Pero, lo dijo más claro todavía con estas proverbiales palabras: “No es el hombre que encuentra la verdad, sino la verdad la que encuentra al hombre; porque la verdad es una persona, es Jesucristo, el hijo de Dios”.

Aurelio Agustín de Hipona se convirtió a la fe católica. Se bautizó. Se había convencido a sí mismo de rectificar en vida los errores que había cometido en el pasado. Dios lo había encontrado y le daba algo más grande para él: convertir su vida en un ejemplo de rectificación, de resiliencia y de sacerdocio para la humanidad por el devenir de los siglos.

En una batalla épica, el nuevo Obispo Agustín enfrentó a Sidonio, quien profesaba que los sacramentos debían estar bajo el manejo de personas de conducta incuestionable e impoluta y estaban organizados en lo que se conoció como el movimiento donatista. Ambos acordaron celebrar un juicio oral, público y contradictorio sobre la verdad, donde el que resultase perdedor se convertiría a la fe triunfante.

Sidonio en su ponencia, contrario a lo acordado, enfocó sus palabras en atacar personalmente al obispo Agustín, lo hizo así: “Un hombre impío, que ha representado asesinos y a individuos de la peor calaña moral. Fue esclavo de la ambición que le llevó a buscar el éxito a través de su habilidad con la retórica”

“Este debate es sobre la verdad. Pero esa verdad ha sido eclipsada por un hombre que ha sido el mayor pecador de todo el Imperio y el hecho de que se haya convertido en sacerdote es la prueba de que no se puede confiar en los católicos”.

Sidonio, había recurrido al ataque moral y personal, lo propio de mediocres desprovistos de argumentos. En cambio, Agustín, tomó la palabra para, entre otras cosas, decir lo siguiente: “Ambicioso, lujurioso, narcisista, yo fui todo eso y todavía lo soy, como lo somos todos. Pero, ninguno está solo, nunca, ni siquiera en la desesperación o en la oscuridad. Dios está con nosotros”.

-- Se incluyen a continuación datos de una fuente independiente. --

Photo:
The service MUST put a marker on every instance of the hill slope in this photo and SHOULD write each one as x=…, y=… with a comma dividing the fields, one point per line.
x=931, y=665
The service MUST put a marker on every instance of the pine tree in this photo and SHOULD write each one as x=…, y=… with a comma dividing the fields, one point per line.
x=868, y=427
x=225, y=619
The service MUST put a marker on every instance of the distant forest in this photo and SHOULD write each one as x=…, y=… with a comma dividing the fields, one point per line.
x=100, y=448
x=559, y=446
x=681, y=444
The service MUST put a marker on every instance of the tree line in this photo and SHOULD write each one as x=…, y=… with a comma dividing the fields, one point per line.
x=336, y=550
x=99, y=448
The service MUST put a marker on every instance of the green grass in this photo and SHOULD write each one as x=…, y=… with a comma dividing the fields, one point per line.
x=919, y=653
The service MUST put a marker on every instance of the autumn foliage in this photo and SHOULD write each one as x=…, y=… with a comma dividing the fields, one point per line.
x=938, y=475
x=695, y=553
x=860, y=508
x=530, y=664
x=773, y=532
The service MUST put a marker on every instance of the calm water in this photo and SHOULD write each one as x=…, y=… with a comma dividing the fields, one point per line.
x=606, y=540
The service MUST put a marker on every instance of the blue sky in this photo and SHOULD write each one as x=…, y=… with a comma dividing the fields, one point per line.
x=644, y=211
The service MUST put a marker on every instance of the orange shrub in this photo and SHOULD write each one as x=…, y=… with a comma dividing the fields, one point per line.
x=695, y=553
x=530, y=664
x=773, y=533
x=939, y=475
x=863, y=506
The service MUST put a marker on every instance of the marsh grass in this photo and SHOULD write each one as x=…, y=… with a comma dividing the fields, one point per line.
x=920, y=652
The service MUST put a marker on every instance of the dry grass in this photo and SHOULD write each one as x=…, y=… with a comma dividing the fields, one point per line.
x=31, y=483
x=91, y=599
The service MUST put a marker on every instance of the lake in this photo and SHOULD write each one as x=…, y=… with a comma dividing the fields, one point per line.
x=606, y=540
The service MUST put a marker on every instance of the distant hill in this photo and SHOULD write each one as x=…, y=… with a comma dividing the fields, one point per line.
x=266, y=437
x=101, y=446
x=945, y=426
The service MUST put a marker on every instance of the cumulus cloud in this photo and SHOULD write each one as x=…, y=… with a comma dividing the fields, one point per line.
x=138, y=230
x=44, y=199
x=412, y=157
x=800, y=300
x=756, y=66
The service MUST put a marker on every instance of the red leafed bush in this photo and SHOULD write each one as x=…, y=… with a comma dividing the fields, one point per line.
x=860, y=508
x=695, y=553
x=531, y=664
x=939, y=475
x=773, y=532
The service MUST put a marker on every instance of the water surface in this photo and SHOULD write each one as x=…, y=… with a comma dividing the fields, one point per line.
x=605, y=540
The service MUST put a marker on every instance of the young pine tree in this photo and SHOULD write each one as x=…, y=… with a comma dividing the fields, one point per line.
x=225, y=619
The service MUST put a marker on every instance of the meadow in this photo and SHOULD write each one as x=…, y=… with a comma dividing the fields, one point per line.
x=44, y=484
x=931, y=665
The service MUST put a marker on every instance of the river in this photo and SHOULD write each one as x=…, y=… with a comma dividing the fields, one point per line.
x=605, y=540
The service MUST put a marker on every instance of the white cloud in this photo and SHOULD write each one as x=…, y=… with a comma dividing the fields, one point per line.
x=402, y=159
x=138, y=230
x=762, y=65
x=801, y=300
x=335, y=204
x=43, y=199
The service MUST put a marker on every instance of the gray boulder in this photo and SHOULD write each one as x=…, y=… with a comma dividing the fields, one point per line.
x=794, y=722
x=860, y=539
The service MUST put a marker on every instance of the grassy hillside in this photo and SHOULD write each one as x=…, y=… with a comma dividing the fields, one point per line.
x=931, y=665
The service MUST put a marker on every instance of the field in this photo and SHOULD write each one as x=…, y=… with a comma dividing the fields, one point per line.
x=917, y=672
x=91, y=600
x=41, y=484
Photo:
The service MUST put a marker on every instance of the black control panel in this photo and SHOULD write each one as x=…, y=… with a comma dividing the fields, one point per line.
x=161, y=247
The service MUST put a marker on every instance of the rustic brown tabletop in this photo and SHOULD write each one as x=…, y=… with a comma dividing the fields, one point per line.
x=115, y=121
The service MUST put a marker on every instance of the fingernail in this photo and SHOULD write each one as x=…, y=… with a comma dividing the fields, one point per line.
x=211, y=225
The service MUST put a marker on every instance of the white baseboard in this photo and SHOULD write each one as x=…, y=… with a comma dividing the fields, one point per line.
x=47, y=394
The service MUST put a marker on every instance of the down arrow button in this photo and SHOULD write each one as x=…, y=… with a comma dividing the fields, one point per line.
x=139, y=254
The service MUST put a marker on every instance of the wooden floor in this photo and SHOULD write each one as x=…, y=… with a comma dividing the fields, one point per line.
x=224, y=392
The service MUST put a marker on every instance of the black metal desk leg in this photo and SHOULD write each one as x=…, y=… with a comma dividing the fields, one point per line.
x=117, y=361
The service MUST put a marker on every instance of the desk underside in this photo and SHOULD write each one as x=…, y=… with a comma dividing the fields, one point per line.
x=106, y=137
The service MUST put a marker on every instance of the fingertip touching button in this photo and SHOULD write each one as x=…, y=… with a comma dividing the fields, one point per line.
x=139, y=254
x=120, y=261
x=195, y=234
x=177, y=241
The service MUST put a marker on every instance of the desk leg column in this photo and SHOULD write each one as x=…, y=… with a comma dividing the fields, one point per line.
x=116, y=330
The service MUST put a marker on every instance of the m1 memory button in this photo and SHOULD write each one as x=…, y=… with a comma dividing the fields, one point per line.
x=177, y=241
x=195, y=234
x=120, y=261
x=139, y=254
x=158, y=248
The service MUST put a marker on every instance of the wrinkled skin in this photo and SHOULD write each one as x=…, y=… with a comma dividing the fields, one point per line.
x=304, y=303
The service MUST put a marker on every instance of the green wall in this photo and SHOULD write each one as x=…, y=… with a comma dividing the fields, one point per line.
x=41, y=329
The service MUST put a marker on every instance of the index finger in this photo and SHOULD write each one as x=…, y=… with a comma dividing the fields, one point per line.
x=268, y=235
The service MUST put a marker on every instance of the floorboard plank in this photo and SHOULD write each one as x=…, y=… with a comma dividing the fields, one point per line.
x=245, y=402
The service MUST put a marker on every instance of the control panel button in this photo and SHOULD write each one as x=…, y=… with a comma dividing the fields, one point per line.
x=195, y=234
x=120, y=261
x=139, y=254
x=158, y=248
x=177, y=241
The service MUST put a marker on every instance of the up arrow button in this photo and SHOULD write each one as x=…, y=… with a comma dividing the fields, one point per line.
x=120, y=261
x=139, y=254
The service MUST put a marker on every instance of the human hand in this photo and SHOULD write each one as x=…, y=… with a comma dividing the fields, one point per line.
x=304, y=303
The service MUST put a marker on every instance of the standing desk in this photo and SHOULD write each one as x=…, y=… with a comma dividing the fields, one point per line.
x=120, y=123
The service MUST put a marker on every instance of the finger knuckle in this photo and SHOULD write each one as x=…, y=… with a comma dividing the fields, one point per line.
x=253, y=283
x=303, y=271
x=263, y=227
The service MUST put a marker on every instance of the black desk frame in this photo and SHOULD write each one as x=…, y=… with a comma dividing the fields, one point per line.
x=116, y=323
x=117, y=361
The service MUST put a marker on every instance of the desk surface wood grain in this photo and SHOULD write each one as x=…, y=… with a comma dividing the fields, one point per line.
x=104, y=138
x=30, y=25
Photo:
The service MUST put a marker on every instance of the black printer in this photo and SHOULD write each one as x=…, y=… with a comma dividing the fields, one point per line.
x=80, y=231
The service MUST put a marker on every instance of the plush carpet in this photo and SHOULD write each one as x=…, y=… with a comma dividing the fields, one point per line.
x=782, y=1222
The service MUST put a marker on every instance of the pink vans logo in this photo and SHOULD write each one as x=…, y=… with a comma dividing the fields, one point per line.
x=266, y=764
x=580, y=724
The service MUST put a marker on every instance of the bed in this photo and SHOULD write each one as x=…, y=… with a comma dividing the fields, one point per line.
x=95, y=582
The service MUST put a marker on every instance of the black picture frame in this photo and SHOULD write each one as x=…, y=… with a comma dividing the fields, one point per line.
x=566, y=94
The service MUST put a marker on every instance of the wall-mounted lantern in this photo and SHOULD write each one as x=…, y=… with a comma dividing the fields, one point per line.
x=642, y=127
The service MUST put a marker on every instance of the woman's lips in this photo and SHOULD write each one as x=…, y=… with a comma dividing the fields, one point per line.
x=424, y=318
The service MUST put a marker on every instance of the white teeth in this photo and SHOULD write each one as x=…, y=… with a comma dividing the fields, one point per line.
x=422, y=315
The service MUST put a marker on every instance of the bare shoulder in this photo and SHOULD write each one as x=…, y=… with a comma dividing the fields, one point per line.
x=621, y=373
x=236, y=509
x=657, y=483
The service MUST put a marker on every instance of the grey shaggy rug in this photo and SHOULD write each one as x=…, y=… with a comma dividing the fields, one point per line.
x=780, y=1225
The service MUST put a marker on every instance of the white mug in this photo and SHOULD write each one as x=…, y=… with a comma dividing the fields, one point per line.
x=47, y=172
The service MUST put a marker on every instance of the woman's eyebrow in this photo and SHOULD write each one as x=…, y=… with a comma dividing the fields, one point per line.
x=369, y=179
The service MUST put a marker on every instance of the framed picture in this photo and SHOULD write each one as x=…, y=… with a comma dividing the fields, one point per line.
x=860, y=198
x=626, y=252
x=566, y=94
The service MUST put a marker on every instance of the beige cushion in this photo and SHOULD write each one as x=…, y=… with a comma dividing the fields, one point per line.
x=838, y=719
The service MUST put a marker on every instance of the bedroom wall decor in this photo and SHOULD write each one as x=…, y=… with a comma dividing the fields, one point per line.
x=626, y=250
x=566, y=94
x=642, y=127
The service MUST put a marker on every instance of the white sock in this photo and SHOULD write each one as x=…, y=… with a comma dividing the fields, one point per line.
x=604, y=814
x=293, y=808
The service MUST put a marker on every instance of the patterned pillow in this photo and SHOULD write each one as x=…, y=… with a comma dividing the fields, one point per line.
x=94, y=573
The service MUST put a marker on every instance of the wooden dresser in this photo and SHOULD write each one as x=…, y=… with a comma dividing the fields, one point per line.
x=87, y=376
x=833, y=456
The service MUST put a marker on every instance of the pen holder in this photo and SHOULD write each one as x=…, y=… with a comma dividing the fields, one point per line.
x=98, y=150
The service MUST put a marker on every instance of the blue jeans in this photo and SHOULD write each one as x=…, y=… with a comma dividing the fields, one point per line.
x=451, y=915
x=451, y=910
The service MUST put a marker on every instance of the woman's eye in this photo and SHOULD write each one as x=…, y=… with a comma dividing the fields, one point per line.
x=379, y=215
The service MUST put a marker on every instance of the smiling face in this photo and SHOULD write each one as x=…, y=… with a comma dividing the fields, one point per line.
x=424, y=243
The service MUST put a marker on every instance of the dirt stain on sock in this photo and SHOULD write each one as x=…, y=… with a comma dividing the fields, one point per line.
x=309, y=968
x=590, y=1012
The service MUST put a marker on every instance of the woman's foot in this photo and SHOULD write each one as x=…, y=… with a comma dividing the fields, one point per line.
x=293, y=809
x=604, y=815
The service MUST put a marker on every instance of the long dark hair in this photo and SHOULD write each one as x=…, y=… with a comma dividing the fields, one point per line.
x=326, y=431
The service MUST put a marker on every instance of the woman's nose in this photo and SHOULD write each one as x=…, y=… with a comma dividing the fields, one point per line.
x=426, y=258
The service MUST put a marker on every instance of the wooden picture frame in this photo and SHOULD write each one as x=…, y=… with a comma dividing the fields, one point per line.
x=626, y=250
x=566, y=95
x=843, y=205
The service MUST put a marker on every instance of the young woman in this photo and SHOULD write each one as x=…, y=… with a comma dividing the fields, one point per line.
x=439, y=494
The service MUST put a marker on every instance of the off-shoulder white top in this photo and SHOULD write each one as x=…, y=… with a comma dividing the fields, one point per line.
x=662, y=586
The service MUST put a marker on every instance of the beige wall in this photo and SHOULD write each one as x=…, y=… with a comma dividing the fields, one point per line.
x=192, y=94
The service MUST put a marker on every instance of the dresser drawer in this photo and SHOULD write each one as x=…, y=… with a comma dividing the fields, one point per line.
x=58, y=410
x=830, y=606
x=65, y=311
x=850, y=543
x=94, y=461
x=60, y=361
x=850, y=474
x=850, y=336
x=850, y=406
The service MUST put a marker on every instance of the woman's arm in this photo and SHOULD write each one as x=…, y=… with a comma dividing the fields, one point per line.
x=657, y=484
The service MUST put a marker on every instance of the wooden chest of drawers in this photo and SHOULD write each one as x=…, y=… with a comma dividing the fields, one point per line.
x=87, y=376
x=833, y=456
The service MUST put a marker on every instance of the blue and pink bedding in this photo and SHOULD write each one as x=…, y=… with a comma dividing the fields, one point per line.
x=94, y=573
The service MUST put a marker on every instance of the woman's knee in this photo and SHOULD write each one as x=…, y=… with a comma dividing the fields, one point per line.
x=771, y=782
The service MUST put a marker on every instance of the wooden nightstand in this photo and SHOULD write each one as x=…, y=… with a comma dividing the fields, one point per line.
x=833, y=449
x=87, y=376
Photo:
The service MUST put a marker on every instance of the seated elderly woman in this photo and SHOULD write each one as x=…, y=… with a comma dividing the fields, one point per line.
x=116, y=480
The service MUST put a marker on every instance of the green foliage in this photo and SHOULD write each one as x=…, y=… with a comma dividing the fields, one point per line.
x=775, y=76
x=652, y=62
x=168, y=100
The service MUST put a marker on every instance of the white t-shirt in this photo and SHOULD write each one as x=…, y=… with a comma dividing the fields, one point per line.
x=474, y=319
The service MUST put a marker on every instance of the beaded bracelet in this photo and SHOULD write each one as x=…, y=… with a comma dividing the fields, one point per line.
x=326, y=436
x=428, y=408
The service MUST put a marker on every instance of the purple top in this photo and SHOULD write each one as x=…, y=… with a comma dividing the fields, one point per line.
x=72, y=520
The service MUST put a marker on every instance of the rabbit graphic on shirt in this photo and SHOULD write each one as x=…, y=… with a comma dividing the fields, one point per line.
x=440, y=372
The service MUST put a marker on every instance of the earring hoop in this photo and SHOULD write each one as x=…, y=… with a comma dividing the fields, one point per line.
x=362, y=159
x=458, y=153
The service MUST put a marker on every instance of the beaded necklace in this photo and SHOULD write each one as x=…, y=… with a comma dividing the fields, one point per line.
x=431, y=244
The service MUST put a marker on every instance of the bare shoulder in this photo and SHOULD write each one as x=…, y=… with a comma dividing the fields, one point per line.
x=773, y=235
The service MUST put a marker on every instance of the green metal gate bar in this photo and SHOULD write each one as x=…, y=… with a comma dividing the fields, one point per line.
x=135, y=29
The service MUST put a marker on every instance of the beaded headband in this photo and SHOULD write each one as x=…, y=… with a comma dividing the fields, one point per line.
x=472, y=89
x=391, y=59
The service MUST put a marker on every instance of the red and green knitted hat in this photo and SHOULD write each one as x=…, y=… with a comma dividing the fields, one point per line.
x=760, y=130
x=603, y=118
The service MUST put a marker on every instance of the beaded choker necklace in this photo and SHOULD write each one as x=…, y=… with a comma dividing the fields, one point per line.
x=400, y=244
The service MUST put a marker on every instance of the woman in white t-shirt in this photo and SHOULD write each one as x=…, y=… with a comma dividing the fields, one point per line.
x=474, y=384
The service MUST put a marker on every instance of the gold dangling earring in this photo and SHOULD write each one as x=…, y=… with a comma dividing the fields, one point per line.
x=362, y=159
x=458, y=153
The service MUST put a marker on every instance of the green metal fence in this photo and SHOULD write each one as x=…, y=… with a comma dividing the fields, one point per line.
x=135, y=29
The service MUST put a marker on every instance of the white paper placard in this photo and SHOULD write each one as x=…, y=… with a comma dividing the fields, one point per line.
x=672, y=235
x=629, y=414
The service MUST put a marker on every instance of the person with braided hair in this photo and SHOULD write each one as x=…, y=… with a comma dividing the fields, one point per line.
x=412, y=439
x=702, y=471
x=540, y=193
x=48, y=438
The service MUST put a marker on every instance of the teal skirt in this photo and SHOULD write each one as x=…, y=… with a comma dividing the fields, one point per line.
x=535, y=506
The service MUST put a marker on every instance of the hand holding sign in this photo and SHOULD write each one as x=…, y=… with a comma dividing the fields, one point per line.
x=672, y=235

“Dios es más hermano que ningún hermano, más amigo que cualquier amigo, más amante que ningún amante”.

Sin terminar bien sus palabras, los aplausos estremecieron la audiencia. El obispo Agustín había vencido. El juez sentenció que la doctrina católica se correspondía con la fe verdadera. Una victoria de Agustín para Dios. Era convertido en una herramienta divina.

En todo caso, lo interesante del relato no es el debate, sino, más bien, que la verdad que se impuso era la que estaba evidenciada en la vida de Agustín: errores, caídas y banalidades. Pero, con el reconocimiento de quién había sido, quién era y cómo el propósito de Dios obraba en él.

Esta ha sido nuestra reflexión en esta Semana Santa. La cual no puede terminar sin agradecer profundamente al ilustre y dilecto amigo, Monseñor Víctor Masalles, por arrojar luz para conocer esta memorable historia. Con esas y otras tantas vivencias, batallas, victorias y enseñanzas se compuso el texto conocido como Confesiones de San Agustín.

Oportunas son las intemporales palabras de nuestro Señor Jesucristo: “Yo soy el camino, la verdad y la vida; nadie viene al Padre sino por mí”.